Mary Lou Jepsen is a former MIT professor with 100 patents and a former engineering executive at Facebook, Oculus, Intel, and Google[x] (now called X) -- and "she hopes to make communicating telepathically happen relatively soon." An anonymous reader quotes CNET: Last year Jepsen left her job heading up display technology for the Oculus virtual reality arm of Facebook to develop new imaging technologies to help cure diseases. Shortly thereafter she founded Openwater, which is developing a device that puts the capabilities of a huge MRI machine into a lightweight wearable form. According to the startup's website, "Openwater is creating a device that can enable us to see inside our brains or bodies in great detail.
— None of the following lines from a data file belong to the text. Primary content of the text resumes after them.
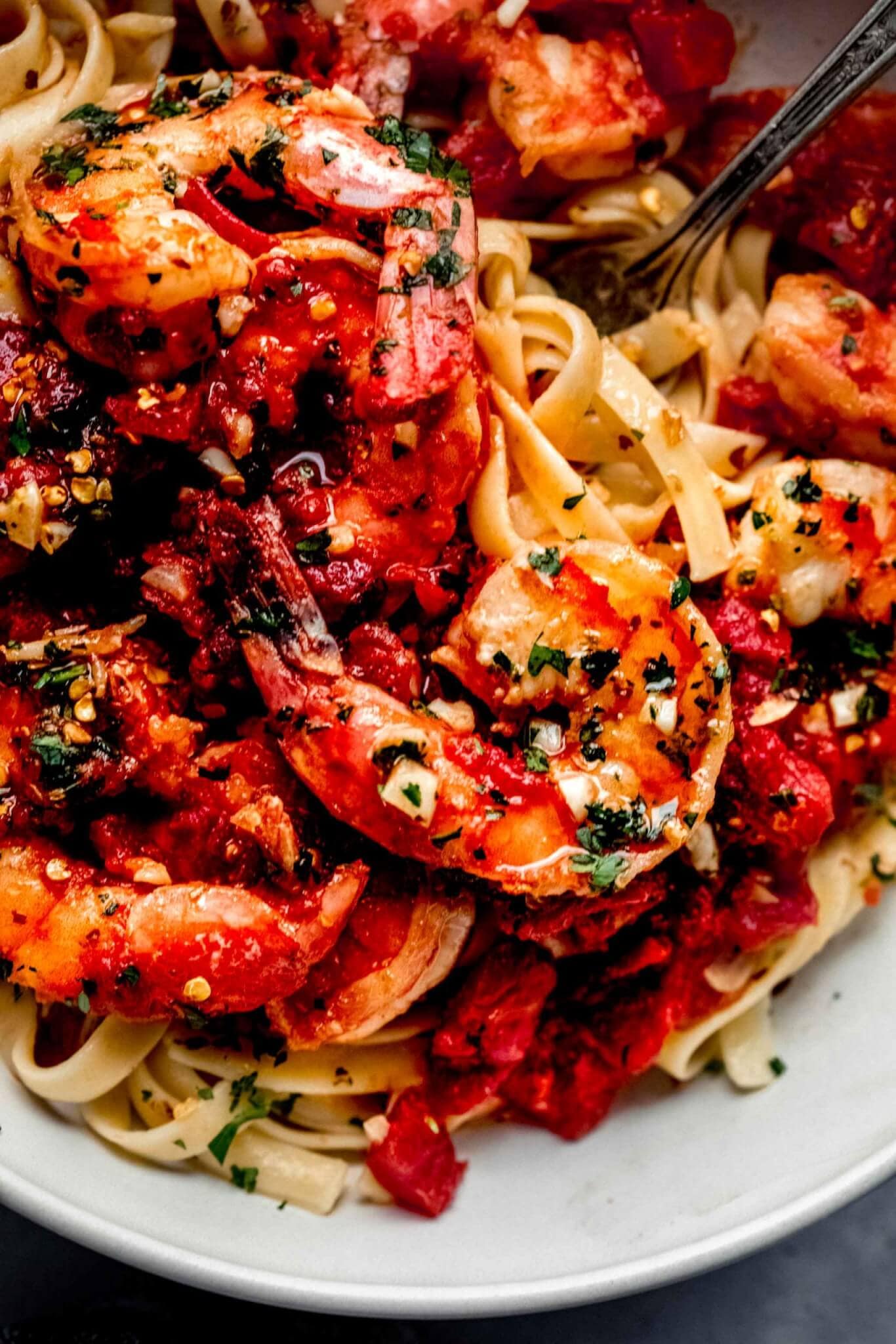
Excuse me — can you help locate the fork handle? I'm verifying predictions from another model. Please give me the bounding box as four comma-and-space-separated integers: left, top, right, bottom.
628, 0, 896, 296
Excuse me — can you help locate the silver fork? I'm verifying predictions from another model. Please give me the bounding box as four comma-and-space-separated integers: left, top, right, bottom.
544, 0, 896, 335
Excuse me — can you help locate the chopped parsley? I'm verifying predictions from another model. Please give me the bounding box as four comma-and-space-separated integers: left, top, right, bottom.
293, 528, 333, 564
40, 145, 96, 187
372, 739, 423, 770
579, 713, 607, 762
148, 75, 188, 119
33, 663, 87, 691
856, 681, 889, 723
390, 205, 432, 228
230, 1164, 258, 1195
523, 747, 548, 774
569, 853, 626, 891
529, 545, 563, 579
30, 732, 83, 789
492, 649, 514, 676
669, 574, 691, 612
709, 660, 731, 695
846, 625, 893, 664
579, 649, 622, 691
60, 102, 131, 145
417, 228, 473, 289
643, 653, 676, 694
75, 980, 96, 1017
527, 640, 572, 676
208, 1074, 270, 1167
9, 402, 31, 457
585, 797, 650, 850
235, 599, 293, 639
199, 72, 234, 108
364, 117, 470, 196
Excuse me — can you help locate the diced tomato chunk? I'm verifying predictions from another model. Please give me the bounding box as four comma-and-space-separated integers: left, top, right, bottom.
367, 1087, 466, 1217
346, 621, 422, 704
628, 0, 735, 94
701, 597, 792, 672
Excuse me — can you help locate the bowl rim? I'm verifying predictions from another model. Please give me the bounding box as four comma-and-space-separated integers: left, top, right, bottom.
0, 1139, 896, 1320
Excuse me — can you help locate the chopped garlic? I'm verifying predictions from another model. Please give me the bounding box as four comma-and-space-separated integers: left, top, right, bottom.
828, 681, 865, 728
640, 695, 678, 736
426, 700, 476, 732
687, 821, 719, 875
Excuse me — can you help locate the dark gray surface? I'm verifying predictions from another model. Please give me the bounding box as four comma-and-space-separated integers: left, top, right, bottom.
0, 1181, 896, 1344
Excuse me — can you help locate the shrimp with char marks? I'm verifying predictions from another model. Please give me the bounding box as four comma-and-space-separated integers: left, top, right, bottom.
727, 457, 896, 626
12, 74, 476, 417
214, 503, 731, 898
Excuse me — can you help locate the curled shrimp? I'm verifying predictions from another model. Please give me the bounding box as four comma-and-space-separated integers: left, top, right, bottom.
727, 457, 896, 625
464, 15, 682, 178
0, 839, 365, 1018
268, 872, 476, 1049
216, 503, 731, 896
754, 276, 896, 463
12, 75, 476, 413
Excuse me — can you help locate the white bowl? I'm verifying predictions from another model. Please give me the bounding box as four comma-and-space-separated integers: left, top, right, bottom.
0, 0, 896, 1316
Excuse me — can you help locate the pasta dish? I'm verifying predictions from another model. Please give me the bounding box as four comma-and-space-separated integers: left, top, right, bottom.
0, 0, 896, 1215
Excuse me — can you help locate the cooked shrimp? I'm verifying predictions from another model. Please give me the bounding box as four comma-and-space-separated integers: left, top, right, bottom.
464, 15, 669, 178
12, 75, 476, 411
727, 457, 896, 625
331, 0, 485, 117
754, 276, 896, 463
0, 618, 331, 899
216, 504, 731, 896
0, 839, 365, 1018
268, 871, 476, 1049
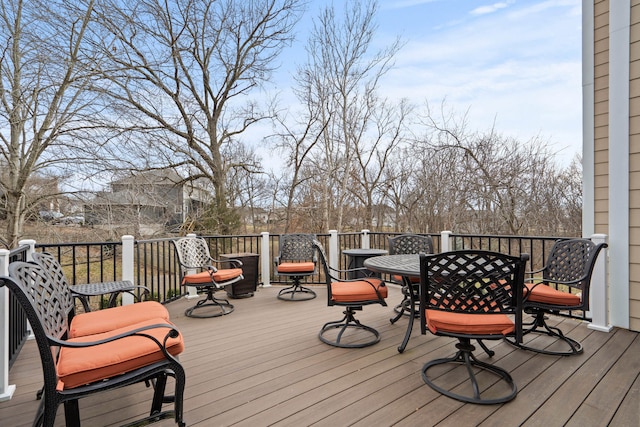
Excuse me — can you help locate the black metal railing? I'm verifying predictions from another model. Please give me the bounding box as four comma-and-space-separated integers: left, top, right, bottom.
8, 246, 29, 369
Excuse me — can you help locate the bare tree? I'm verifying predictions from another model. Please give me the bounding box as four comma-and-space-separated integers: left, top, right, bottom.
89, 0, 301, 232
412, 106, 580, 235
299, 0, 400, 230
0, 0, 100, 245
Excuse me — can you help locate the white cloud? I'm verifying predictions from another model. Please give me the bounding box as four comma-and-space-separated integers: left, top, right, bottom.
470, 0, 514, 15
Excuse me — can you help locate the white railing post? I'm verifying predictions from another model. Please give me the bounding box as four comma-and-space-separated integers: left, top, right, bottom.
0, 249, 16, 402
260, 231, 272, 288
360, 230, 371, 249
185, 233, 198, 299
440, 231, 452, 252
329, 230, 340, 269
587, 234, 613, 332
18, 239, 36, 261
18, 239, 36, 340
122, 235, 136, 305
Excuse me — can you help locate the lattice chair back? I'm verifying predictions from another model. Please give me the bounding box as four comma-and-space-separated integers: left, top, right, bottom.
174, 237, 211, 270
420, 250, 528, 404
389, 234, 433, 255
0, 262, 185, 427
7, 262, 73, 344
313, 240, 388, 348
274, 233, 317, 301
278, 233, 316, 262
507, 239, 607, 356
542, 239, 606, 310
31, 252, 75, 313
420, 251, 524, 322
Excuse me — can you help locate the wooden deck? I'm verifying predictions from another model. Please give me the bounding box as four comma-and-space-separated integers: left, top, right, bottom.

With this comes the promise of new abilities to diagnose and treat disease and well beyond -- communicating with thought alone."

This week Jepsen went further and suggested a timeframe for such capabilities becoming reality. "I don't think this is going to take decades," she told CNBC. "I think we're talking about less than a decade, probably eight years until telepathy"... Jepsen, who has also spent time at Google X, MIT and Intel, says the basic idea is to shrink down the huge MRI machines found in medical hospitals into flexible LCDs that can be embedded in a ski hat and use infrared light to see what's going on in your brain. "Literally a thinking cap," Jepsen explains... The idea is that communicating by thought alone could be much faster and even allow us to become more competitive with the artificial intelligence that is supposedly coming for everyone's jobs very soon.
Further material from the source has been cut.